Harmon ficou viúva em 1965 e criou quatro filhos sozinha, tornando-se mais tarde avaliadora de imóveis. Como outras WASPs, ela manteve um sentido de patriotismo, mas os detalhes de seu serviço sempre foram suprimidos.
"Depois da guerra, todas se dispersaram pelo país e não falavam necessariamente entre si", disse Erin Miller, uma das netas de Harmon, que estudou a história da unidade. "Disseram-lhes para não divulgar o que haviam feito, e elas foram para casa cuidar de suas famílias."
Na década de 1970, quando as mulheres começaram a se reconectar para lutar por benefícios de aposentadoria militar e pelo reconhecimento de seu serviço, Harmon tornou-se sua secretária informal. Ela localizou as outras WASPs pelo país e as recebeu quando foram a Washington fazer lobby.
Em uma espécie de terceiro ato, Harmon viajou pelos EUA promovendo a história da unidade. Ela visitou a Casa Branca, disse Miller, e se encontrou com cinco presidentes. Em 2009, Obama assinou uma lei que concedeu a toda a unidade a Medalha de Ouro do Congresso. Harmon estava lá.

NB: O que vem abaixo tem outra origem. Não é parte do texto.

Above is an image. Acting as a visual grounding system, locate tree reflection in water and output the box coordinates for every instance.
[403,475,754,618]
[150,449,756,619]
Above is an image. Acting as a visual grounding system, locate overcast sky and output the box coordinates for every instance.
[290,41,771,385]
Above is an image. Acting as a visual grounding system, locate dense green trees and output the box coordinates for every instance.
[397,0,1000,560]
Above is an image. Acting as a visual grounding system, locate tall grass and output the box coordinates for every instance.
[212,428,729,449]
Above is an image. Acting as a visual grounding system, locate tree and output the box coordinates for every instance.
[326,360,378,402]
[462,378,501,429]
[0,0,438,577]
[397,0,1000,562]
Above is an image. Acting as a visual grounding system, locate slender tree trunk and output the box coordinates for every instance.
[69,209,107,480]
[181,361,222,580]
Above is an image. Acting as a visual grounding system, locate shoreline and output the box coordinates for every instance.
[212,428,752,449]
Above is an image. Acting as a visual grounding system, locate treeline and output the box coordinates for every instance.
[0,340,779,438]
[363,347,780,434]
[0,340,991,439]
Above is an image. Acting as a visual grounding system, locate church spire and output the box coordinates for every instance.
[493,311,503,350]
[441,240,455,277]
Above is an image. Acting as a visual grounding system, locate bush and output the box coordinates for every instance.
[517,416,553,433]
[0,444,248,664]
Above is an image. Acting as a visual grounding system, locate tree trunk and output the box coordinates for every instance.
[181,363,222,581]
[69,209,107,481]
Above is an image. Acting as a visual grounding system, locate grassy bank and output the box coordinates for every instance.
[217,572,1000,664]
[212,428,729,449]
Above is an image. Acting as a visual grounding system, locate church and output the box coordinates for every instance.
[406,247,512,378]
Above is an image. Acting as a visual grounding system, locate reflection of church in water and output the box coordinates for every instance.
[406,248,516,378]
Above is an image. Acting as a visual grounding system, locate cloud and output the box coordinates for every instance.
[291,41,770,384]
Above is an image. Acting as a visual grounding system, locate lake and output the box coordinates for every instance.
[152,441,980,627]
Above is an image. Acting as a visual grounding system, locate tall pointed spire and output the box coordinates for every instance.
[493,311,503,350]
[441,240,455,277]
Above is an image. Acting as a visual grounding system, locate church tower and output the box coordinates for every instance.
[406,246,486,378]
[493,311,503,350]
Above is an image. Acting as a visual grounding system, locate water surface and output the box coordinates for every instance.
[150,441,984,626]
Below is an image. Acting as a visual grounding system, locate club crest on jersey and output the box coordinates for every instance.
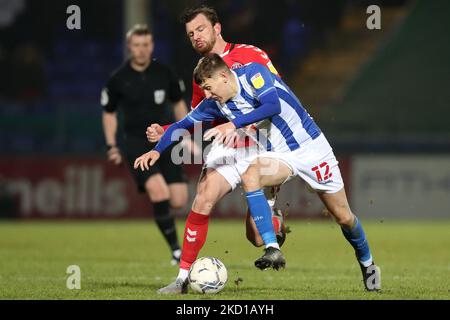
[250,72,264,89]
[154,90,166,104]
[231,62,242,70]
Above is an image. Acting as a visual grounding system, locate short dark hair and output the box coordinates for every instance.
[180,4,220,26]
[194,53,230,85]
[127,24,152,41]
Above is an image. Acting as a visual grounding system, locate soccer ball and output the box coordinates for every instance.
[188,257,228,294]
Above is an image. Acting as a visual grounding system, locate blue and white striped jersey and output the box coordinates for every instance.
[187,63,321,152]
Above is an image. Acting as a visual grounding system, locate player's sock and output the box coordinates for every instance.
[180,210,209,270]
[177,268,189,281]
[341,216,372,267]
[272,216,280,233]
[153,200,180,251]
[245,189,280,249]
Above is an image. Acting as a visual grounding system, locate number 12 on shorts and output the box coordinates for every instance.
[311,162,332,182]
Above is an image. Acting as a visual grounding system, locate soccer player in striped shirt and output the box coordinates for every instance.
[135,54,381,291]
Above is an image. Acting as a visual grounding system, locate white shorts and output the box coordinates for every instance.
[259,134,344,193]
[203,143,266,190]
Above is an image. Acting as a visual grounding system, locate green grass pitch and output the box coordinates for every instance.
[0,220,450,300]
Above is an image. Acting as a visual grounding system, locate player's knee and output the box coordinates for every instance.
[146,185,169,202]
[241,167,262,191]
[192,191,216,214]
[333,205,354,228]
[170,198,187,209]
[170,188,188,209]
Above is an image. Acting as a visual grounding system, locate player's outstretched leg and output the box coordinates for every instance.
[158,169,231,294]
[246,190,286,270]
[320,189,381,291]
[245,186,286,248]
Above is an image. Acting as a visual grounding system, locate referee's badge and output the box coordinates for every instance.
[250,72,264,89]
[154,90,166,104]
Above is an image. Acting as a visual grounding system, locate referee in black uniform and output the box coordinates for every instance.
[101,25,188,264]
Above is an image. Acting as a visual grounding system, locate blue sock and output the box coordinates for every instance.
[245,189,277,245]
[341,217,372,267]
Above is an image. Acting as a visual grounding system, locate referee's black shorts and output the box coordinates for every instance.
[123,135,186,192]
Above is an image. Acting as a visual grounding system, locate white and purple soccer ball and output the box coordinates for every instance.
[188,257,228,294]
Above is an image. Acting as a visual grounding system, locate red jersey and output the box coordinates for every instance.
[191,43,278,108]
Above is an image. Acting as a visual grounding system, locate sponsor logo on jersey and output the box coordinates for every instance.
[250,72,264,89]
[154,90,166,104]
[267,62,278,75]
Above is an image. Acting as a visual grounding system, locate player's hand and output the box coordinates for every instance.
[145,123,164,143]
[180,137,202,157]
[203,121,236,145]
[134,150,161,171]
[106,146,122,166]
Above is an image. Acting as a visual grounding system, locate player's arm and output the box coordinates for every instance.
[231,63,281,128]
[134,99,224,170]
[100,79,122,165]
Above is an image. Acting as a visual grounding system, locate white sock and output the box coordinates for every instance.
[266,243,280,250]
[360,256,373,268]
[177,268,189,281]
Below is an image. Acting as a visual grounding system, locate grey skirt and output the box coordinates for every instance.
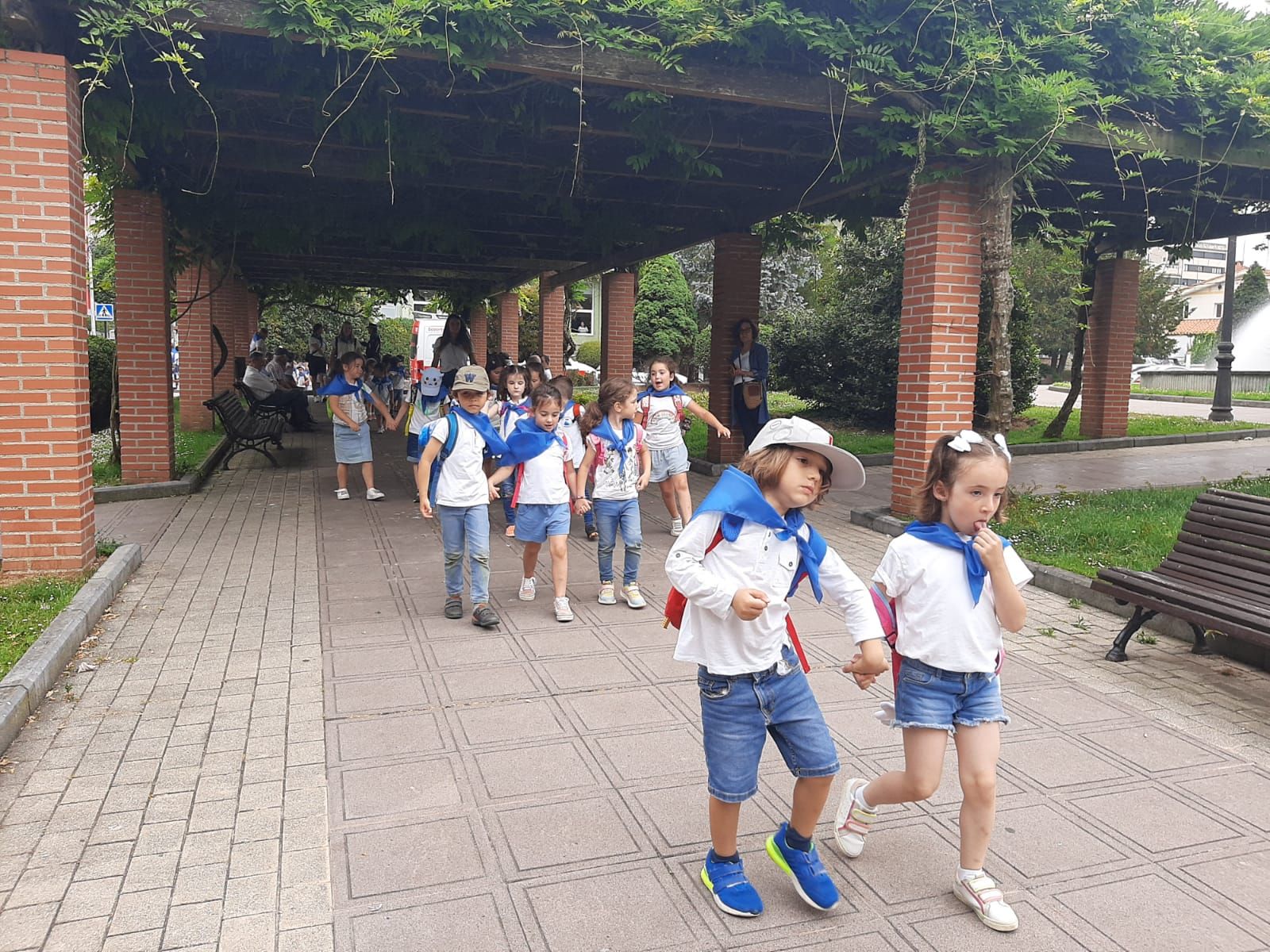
[332,420,371,463]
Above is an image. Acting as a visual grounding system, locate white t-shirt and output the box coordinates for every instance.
[516,436,573,505]
[874,533,1033,674]
[639,396,696,449]
[587,423,644,500]
[665,512,883,674]
[243,364,278,400]
[432,416,489,506]
[556,404,587,468]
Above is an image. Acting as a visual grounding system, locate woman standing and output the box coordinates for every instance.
[432,313,476,389]
[732,319,768,449]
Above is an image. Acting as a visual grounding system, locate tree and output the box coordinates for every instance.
[633,255,697,360]
[1133,262,1186,357]
[1234,263,1270,324]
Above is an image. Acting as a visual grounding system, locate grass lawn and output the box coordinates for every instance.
[1002,478,1270,578]
[93,397,225,486]
[0,576,87,678]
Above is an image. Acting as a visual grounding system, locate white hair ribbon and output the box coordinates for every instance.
[992,433,1014,461]
[949,430,983,453]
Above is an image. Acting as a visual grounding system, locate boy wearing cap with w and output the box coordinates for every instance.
[415,367,506,628]
[665,417,887,916]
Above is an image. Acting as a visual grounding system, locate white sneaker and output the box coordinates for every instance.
[622,582,648,608]
[833,777,878,859]
[952,876,1018,931]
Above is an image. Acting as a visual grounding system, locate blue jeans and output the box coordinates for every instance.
[498,476,516,525]
[697,645,838,804]
[437,505,489,605]
[595,499,644,585]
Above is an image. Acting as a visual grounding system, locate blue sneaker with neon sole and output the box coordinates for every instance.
[767,823,841,912]
[701,849,764,918]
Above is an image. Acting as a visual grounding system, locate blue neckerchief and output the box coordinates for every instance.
[694,466,829,601]
[635,383,687,400]
[318,373,371,402]
[503,416,564,466]
[904,520,1011,605]
[591,414,635,472]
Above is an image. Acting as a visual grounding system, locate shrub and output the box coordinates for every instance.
[635,255,697,362]
[575,340,602,368]
[87,336,114,432]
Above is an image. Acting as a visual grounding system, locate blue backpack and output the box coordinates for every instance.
[419,410,459,505]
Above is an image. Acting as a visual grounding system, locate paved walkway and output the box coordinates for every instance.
[0,434,1270,952]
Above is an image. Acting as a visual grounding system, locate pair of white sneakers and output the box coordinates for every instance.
[518,579,573,622]
[833,777,1018,931]
[335,486,383,503]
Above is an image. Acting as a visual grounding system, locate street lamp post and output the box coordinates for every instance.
[1208,235,1236,423]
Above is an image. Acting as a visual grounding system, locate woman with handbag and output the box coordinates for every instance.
[732,319,768,449]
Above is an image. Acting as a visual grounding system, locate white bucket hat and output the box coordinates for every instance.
[749,416,865,493]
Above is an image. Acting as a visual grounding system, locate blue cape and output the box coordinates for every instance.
[696,466,829,601]
[904,520,1011,605]
[591,414,635,472]
[502,416,564,466]
[635,383,691,400]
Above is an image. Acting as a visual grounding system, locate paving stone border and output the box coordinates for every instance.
[0,542,141,754]
[1048,385,1270,409]
[851,509,1270,670]
[93,436,230,504]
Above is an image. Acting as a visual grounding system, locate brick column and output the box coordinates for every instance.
[468,301,489,367]
[114,189,176,482]
[599,271,635,379]
[0,49,97,575]
[494,290,521,363]
[891,179,983,516]
[176,265,216,430]
[706,232,764,463]
[1081,258,1141,440]
[538,271,564,373]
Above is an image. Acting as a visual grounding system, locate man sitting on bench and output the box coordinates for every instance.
[243,351,314,433]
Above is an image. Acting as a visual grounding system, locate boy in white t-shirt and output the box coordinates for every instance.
[550,373,599,542]
[489,385,591,622]
[415,367,506,628]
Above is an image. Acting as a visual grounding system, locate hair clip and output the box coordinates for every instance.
[949,430,983,453]
[992,433,1014,462]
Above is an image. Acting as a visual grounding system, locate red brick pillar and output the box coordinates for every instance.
[599,271,635,379]
[114,188,176,482]
[495,290,521,363]
[0,49,97,574]
[176,264,216,430]
[891,179,983,516]
[706,232,764,463]
[1081,258,1141,440]
[538,271,564,373]
[468,301,489,367]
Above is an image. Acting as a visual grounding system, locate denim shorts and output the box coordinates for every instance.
[516,503,569,542]
[894,658,1010,734]
[648,440,688,482]
[701,642,838,804]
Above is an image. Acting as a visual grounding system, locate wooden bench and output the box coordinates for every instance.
[233,381,291,424]
[1094,489,1270,662]
[203,390,284,470]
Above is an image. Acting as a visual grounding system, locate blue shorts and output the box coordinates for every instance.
[894,658,1010,734]
[701,650,838,804]
[516,503,569,542]
[648,440,688,482]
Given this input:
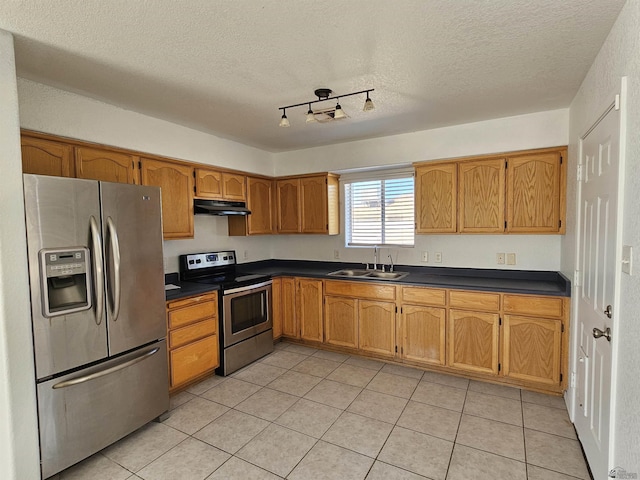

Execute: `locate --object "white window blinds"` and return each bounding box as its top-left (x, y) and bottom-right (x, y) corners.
top-left (345, 172), bottom-right (415, 246)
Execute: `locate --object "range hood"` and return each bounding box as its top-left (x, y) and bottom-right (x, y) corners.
top-left (193, 198), bottom-right (251, 215)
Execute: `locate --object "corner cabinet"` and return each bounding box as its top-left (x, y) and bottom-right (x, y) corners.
top-left (75, 147), bottom-right (139, 183)
top-left (167, 292), bottom-right (220, 391)
top-left (415, 162), bottom-right (458, 233)
top-left (228, 177), bottom-right (276, 236)
top-left (140, 158), bottom-right (193, 239)
top-left (276, 174), bottom-right (340, 235)
top-left (20, 135), bottom-right (75, 177)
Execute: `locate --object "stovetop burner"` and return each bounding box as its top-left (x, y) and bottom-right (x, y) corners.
top-left (179, 251), bottom-right (270, 289)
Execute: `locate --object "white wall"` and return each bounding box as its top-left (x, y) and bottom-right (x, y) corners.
top-left (562, 0), bottom-right (640, 475)
top-left (273, 109), bottom-right (569, 270)
top-left (0, 30), bottom-right (40, 480)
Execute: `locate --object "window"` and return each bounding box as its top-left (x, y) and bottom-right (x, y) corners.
top-left (344, 170), bottom-right (415, 247)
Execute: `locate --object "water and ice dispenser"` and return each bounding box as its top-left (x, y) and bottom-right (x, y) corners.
top-left (40, 247), bottom-right (92, 318)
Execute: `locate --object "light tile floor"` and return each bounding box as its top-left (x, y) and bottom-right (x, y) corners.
top-left (54, 343), bottom-right (589, 480)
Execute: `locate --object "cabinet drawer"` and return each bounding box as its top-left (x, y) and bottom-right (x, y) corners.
top-left (449, 290), bottom-right (500, 312)
top-left (503, 295), bottom-right (564, 318)
top-left (169, 335), bottom-right (219, 387)
top-left (169, 299), bottom-right (218, 328)
top-left (402, 287), bottom-right (447, 306)
top-left (169, 318), bottom-right (218, 348)
top-left (324, 281), bottom-right (396, 300)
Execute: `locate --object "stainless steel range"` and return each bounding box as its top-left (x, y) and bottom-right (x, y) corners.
top-left (180, 251), bottom-right (273, 375)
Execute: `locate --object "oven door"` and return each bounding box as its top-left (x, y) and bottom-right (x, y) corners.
top-left (222, 280), bottom-right (273, 348)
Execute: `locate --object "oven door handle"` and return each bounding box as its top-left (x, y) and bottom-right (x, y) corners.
top-left (222, 280), bottom-right (273, 295)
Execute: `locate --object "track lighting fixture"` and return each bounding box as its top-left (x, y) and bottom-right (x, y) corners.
top-left (279, 88), bottom-right (376, 127)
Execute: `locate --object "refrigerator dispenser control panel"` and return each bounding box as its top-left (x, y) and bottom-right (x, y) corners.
top-left (40, 247), bottom-right (91, 318)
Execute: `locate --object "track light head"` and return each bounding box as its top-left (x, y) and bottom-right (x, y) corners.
top-left (279, 108), bottom-right (290, 127)
top-left (333, 103), bottom-right (347, 120)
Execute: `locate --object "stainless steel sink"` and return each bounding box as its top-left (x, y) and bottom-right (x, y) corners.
top-left (367, 272), bottom-right (409, 280)
top-left (328, 269), bottom-right (409, 280)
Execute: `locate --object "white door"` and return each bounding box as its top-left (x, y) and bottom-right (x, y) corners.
top-left (575, 92), bottom-right (620, 479)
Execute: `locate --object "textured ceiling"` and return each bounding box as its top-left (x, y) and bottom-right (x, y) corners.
top-left (0, 0), bottom-right (624, 152)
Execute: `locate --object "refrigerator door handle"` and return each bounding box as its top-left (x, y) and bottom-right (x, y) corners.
top-left (107, 217), bottom-right (122, 322)
top-left (89, 215), bottom-right (104, 325)
top-left (51, 347), bottom-right (160, 389)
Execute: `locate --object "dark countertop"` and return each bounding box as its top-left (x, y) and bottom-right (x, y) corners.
top-left (165, 260), bottom-right (571, 300)
top-left (237, 260), bottom-right (571, 297)
top-left (164, 273), bottom-right (219, 301)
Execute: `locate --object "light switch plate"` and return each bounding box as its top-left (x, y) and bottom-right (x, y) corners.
top-left (622, 245), bottom-right (633, 275)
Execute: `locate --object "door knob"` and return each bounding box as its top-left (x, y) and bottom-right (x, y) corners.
top-left (593, 327), bottom-right (611, 342)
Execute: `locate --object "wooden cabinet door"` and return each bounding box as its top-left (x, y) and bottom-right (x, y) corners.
top-left (247, 177), bottom-right (274, 235)
top-left (458, 158), bottom-right (505, 233)
top-left (271, 278), bottom-right (282, 340)
top-left (75, 147), bottom-right (138, 183)
top-left (502, 315), bottom-right (562, 385)
top-left (280, 277), bottom-right (300, 338)
top-left (140, 158), bottom-right (193, 238)
top-left (296, 278), bottom-right (324, 342)
top-left (415, 162), bottom-right (458, 233)
top-left (358, 300), bottom-right (396, 357)
top-left (276, 179), bottom-right (300, 233)
top-left (448, 309), bottom-right (500, 375)
top-left (195, 168), bottom-right (222, 200)
top-left (169, 335), bottom-right (220, 388)
top-left (507, 152), bottom-right (564, 233)
top-left (222, 172), bottom-right (247, 202)
top-left (401, 305), bottom-right (446, 365)
top-left (300, 176), bottom-right (329, 233)
top-left (20, 135), bottom-right (75, 177)
top-left (324, 296), bottom-right (358, 348)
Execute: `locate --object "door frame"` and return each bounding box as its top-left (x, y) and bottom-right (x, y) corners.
top-left (565, 76), bottom-right (628, 468)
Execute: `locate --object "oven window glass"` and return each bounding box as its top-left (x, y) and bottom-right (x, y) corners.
top-left (231, 290), bottom-right (268, 333)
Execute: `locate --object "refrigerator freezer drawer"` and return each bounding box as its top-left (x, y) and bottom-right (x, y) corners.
top-left (37, 340), bottom-right (169, 478)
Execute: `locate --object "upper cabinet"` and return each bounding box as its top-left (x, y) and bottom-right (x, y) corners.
top-left (458, 159), bottom-right (506, 233)
top-left (415, 162), bottom-right (458, 233)
top-left (75, 146), bottom-right (139, 183)
top-left (414, 147), bottom-right (566, 234)
top-left (20, 135), bottom-right (75, 177)
top-left (195, 168), bottom-right (247, 202)
top-left (140, 158), bottom-right (193, 239)
top-left (507, 151), bottom-right (566, 233)
top-left (276, 174), bottom-right (340, 235)
top-left (229, 177), bottom-right (275, 236)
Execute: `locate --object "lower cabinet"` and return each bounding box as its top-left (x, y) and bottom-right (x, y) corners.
top-left (358, 300), bottom-right (396, 357)
top-left (449, 310), bottom-right (500, 375)
top-left (502, 315), bottom-right (562, 385)
top-left (167, 292), bottom-right (220, 391)
top-left (324, 296), bottom-right (358, 348)
top-left (296, 278), bottom-right (324, 342)
top-left (400, 305), bottom-right (446, 365)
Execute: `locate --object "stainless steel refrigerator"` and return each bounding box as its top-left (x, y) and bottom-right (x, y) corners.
top-left (24, 175), bottom-right (169, 478)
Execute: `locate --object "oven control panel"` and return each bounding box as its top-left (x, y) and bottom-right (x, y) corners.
top-left (184, 251), bottom-right (236, 270)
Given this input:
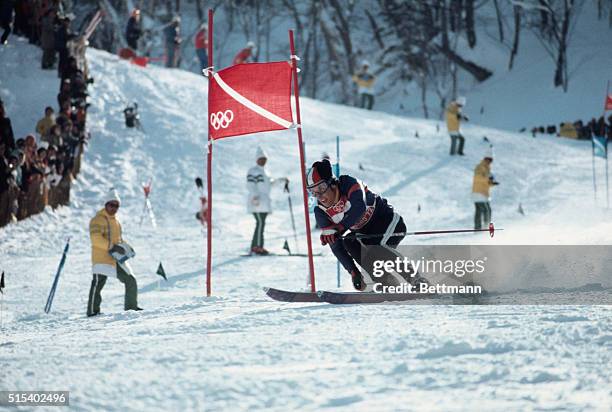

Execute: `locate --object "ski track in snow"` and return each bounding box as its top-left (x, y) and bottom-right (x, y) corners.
top-left (0, 37), bottom-right (612, 411)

No funeral, enquanto aviões sobrevoavam --aparelhos da Segunda Guerra pilotados por voluntários para a ocasião, e depois voos comerciais que decolavam do Aeroporto Nacional Reagan, nas proximidades--, a tenente-coronel Christine Blice-Baum, uma capelã, leu as Escrituras e depois um poema, "Voo Celestial", escrito por uma WASP, Elizabeth MacKethan Magid, em memória de outra: "Ela não está morta./ Vocês deviam saber/ Está só voando mais alto./ Mais alto do que jamais voou".